My military service quickly taught me that there was an inextricable link between the weapon I carried on my shoulder and the suffering to which I bore daily witness. I was trained to use guns against others before I was old enough to be considered a man.
In Lebanese culture, “manhood” was an issue teenage boys were taught to think about. What did it mean to be a man, to be respected as a man? A gun was an instant pathway to respect – or as I more accurately understand now, fear masquerading as respect.
America’s obsessive relationship with firearms is familiar to me; I know the intoxicating sense of power that a gun bestows, particularly to a young man. But in the aftermath of the terrible violence I witnessed and with the passage of time, I know that guns are dangerous and illusory shortcuts to strength and maturity and no guarantee of personal safety.

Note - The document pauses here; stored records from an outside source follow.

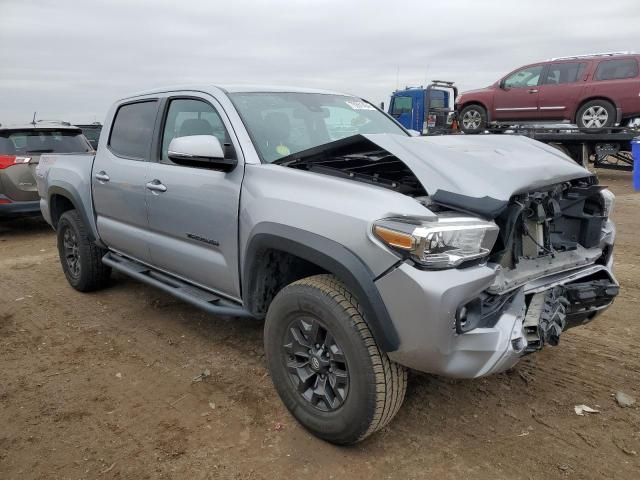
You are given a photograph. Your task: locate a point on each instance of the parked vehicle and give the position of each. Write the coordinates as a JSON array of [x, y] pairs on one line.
[[367, 250], [92, 132], [20, 150], [593, 91], [430, 110]]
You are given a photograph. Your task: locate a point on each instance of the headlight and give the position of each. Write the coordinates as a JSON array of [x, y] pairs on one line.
[[609, 201], [443, 243]]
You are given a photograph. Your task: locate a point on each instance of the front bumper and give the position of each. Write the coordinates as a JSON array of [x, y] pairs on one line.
[[423, 306], [15, 209]]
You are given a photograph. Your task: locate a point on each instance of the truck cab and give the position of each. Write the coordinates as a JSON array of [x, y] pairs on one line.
[[429, 110]]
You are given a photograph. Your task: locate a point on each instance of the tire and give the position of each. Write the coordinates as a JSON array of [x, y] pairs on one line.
[[596, 115], [366, 388], [81, 259], [473, 119]]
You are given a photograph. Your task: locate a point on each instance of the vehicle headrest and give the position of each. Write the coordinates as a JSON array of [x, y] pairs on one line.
[[195, 126], [277, 126]]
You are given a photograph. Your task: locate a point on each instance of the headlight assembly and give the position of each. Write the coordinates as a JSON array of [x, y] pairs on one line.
[[609, 201], [444, 243]]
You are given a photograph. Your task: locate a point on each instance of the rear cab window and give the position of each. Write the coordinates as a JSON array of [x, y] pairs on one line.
[[617, 69], [19, 142], [132, 129]]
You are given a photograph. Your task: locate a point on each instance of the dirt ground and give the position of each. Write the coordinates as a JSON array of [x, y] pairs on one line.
[[102, 386]]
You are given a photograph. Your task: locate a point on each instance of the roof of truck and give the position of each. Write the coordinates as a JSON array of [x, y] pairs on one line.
[[40, 125], [237, 88]]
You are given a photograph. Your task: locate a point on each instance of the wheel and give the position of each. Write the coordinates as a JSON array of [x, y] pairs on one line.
[[596, 115], [325, 364], [473, 119], [81, 259]]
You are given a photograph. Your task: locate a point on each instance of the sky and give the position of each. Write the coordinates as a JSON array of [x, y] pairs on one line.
[[70, 59]]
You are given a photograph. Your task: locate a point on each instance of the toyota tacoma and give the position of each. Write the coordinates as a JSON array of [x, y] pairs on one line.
[[366, 250]]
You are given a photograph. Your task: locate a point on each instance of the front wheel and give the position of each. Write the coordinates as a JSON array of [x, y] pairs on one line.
[[325, 364], [473, 119], [81, 259], [596, 115]]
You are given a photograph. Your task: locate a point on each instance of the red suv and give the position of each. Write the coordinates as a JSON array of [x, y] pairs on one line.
[[593, 91]]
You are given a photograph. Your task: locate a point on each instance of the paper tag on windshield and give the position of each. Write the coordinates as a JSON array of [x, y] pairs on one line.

After another horrific mass shooting – this time at Oregon’s Umpqua Community College – our intractable gun control debate has begun once again, with those who are categorically opposed to rational controls on gun ownership already insisting that a mass shooting is no reason to contemplate new laws. What is it about America and firearms? What makes us different from every other developed country that we tolerate such disproportionate levels of gun violence?
I see the debate about guns through the lens of that teenager surrounded by weapons and by bloodshed and terror created with guns. I can also see it as a hunter and amateur marksman – as someone who spent years perfecting the Zen-like art of hitting the head of a pin with a tiny projectile.

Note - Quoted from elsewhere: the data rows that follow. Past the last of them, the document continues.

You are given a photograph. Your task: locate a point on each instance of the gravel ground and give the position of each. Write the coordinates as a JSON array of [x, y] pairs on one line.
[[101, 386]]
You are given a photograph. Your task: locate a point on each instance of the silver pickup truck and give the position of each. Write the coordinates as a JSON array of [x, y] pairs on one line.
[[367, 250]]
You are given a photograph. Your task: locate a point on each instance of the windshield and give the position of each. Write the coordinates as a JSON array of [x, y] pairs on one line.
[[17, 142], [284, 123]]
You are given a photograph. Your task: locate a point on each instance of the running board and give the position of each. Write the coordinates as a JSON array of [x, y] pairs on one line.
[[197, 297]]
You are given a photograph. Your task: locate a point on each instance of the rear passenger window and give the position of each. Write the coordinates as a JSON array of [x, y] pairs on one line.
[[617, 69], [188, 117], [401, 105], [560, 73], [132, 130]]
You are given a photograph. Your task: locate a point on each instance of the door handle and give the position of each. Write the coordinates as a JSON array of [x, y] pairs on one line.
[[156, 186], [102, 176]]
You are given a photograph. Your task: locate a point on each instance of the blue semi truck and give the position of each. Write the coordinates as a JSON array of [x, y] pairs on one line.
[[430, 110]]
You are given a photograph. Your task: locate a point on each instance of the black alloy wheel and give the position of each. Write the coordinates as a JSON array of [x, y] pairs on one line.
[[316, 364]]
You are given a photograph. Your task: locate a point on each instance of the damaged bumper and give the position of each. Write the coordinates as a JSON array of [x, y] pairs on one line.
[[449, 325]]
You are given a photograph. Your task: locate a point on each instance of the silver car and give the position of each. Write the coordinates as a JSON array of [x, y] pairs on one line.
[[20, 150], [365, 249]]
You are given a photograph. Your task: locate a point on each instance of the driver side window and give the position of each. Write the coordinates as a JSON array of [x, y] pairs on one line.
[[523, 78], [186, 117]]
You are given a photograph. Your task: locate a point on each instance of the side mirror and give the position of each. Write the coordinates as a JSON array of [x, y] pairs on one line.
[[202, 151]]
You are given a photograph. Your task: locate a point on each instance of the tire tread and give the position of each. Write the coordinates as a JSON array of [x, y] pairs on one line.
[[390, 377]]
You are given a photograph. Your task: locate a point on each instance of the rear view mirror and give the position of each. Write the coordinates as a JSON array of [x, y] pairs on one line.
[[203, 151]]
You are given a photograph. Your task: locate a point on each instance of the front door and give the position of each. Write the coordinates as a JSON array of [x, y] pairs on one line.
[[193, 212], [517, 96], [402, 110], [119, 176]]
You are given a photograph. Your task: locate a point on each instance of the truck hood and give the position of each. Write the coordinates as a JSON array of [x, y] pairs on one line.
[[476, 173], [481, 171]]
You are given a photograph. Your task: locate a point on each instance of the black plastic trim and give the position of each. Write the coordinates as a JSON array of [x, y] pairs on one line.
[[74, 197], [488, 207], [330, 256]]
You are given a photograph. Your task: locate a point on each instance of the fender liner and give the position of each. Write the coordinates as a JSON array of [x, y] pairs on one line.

Guns are a high. For someone just entering adulthood and grappling with the attendant challenges, emotions and sense of powerlessness, easy access to firearms is easy access to the ultimate drug: the feeling of omnipotence.
In America, that access means that the consequences of contentious interactions between people can more readily turn deadly. According to a report by theCenter for American Progress, “The easy access youths have to guns across the country creates the opportunity for otherwise nonfatal confrontations between young people to become fatal.”
Allowing unfettered access to deadly weapons leads to the carnage we’re seeing in our schools, our churches, our movie theaters, our shopping malls, and our streets. The frustration expressed by President Obama in his statement about the Oregon shooting is shared by millions of people, like me, who cannot fathom how we permit these travesties to continue.
Those of us who advocate for stronger gun control measures must understand that we are dealing not just with an obsession, but an addiction. And addictions are notoriously hard to break. Meanwhile, the death toll keeps rising.

Response: 
Peter Daou expresses continuously throughout the article that he is an experienced marksman. He writes about his childhood in Lebanon. He was exposed to not only firearms but the violence that inevitable follows. The author is explaining to the reader that he is experienced and understands the consequences.  Daou is obviously for gun control. He is able to express his opinions afresh because of the recent shooting in Oregon. The influence of IS is also manipulating people all over the world to use guns and take part in violence. This topic is continuously revisited with increasing gun violence in the United States. 
Peter Daou come from a country that guns were also readily available and I come from a country that doesn't even allow police to carry anything more than a taser. I think that the United States needs to look at gun control again. Because guns are so readily available, it will be difficult to find an effective way of controlling weaponry. This is the only way to stop more shootings from occurring.